Writing

Software, technology, sysadmin war stories, and more. Feed
Monday, January 9, 2012

Prove the badness of coworkers at your own risk

This is a tale from my cache of things to never do unless you are absolutely sure your boss is on your side. Having been through the sysadmin wringer in a few places, I have plenty of stories like this.

We had this cluster of machines which were responsible for tracking various bits of data for us. Some of them stored metadata for the cluster, and they were relatively special. There were rules about how they were provisioned. For instance, all of our metadata servers were supposed to run on identical hardware. This was intended to avoid anomalies which would jump around depending on which machine was running the show (the "primary master") that day. Having one that was slower or faster than the others could have complicated things.

There was another common rule: every cluster would have exactly n machines running as master. That value of n was static across our entire fleet. It might have been 4, 5, 10, or 20 -- it's not important to the story. The point is that all of them should have had that same value no matter what.

One day, I noticed that one of our cells had n+1 masters running. This would sometimes happen for a brief period if someone was purposely swapping out a machine. In this case, you'd add one, let it sync up, then drop the one you wanted to remove. If someone happened to look at it during that period of an hour or two, they'd see one too many.

This was no big deal. What I found unusual is when it stayed like this for multiple hours. Then multiple hours turned into days. That's about the time I got an idea: instead of cleaning it up again like I always did, I was going to leave it alone.

Moreover (and this is where I made my mistake), I told my boss about my experiment. I told him during a chat one afternoon that we had a misconfigured cluster, and while it wouldn't harm anything, it looked a little weird. I wanted to see who else had the awareness to pick up on it and the good sense to actually do something about it.

He basically nodded and made a mental note of it.

Weeks passed. I think we got about two months into this misconfigured situation when a mail finally came to us from some of the people who did housekeeping in that part of the world. They had been receiving an alert from one of their systems which looked for general anomalies, and hey, one of our clusters was stuck at n+1! They asked us to do something about it.

Well, obviously, at this point, I could no longer just let it rot there as an experiment because now it was annoying real people. I ran a few commands and it vanished a few minutes later. I responded to the housekeepers and apologized for the anomaly and let them know it had been resolved.

Later, I raised this with one of my teammates. He said something about not knowing how to do this kind of thing. I mentioned that there was an automated system which did 90% of the work -- you just had to say "hey you, remove machine X for me", and it would do the rest.

To that, he just said "the documentation sucks". My response to that was "uh, well, I figured it out, so how bad could it be?". He didn't like that.

Next, I asked an honest question: even then, why was it automatically up to me to get these things to work? There was no division of duties on the team. Everyone was responsible for the system as a whole. Even when you weren't on call, there were things to check on and adjust from time to time. This was one of them.

Basically, I asked why he didn't take care of it. His response floored me.

"Oh, well, you always take care of it."

I just wish I was making this up, but nope. Just like all of my other stories about ramrods at this gig, they're all true. This really happened, and nobody stood up for me.

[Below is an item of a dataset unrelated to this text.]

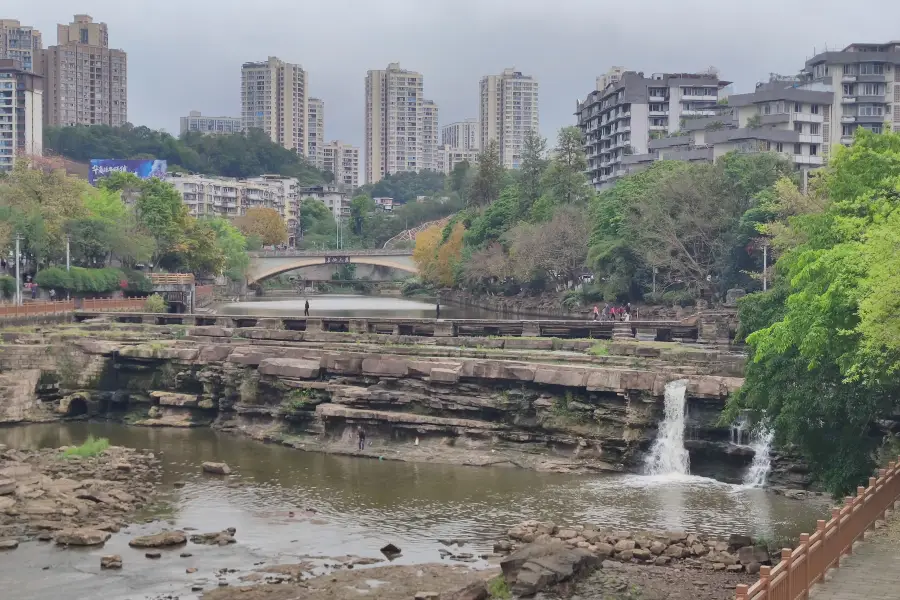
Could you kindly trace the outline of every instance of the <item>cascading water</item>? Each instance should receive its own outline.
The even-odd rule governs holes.
[[[690,455],[684,447],[686,391],[684,379],[666,384],[665,417],[647,457],[645,471],[648,475],[687,475],[690,472]]]
[[[744,474],[744,485],[747,487],[762,487],[766,484],[769,471],[772,470],[772,440],[775,439],[775,431],[770,427],[761,425],[753,434],[750,447],[753,448],[753,462]]]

The final insult came some weeks after that. I got my performance review and my boss had decided to use this little event against me. He actually said something along the lines of "Rachel should not leave little things unresolved just to see if the rest of the team will fix them".

Got that yet? He took what I had set up as a little pseudo-managerial experiment to see just how lazy these people were and turned it against me. Meanwhile, nothing happened to the actual people who were lazy!

My advice is simple: unless you are the boss, or unless you are absolutely sure your boss won't turn around and do something hateful, conduct this sort of experiment in secret. You might talk about it with a trusted friend several levels removed from your team, but don't let the actual team find out.

Sure, they're lazy and they're in the wrong, but if you're working at a company where that's not a problem, nothing will ever happen to them. Meanwhile, if your company looks down on people who expose such situations, you will be stuck with the blame.

There is one tiny positive which came from this. I managed to establish that this particular manager was not to be included in certain things. He couldn't be trusted to do the right thing with that knowledge.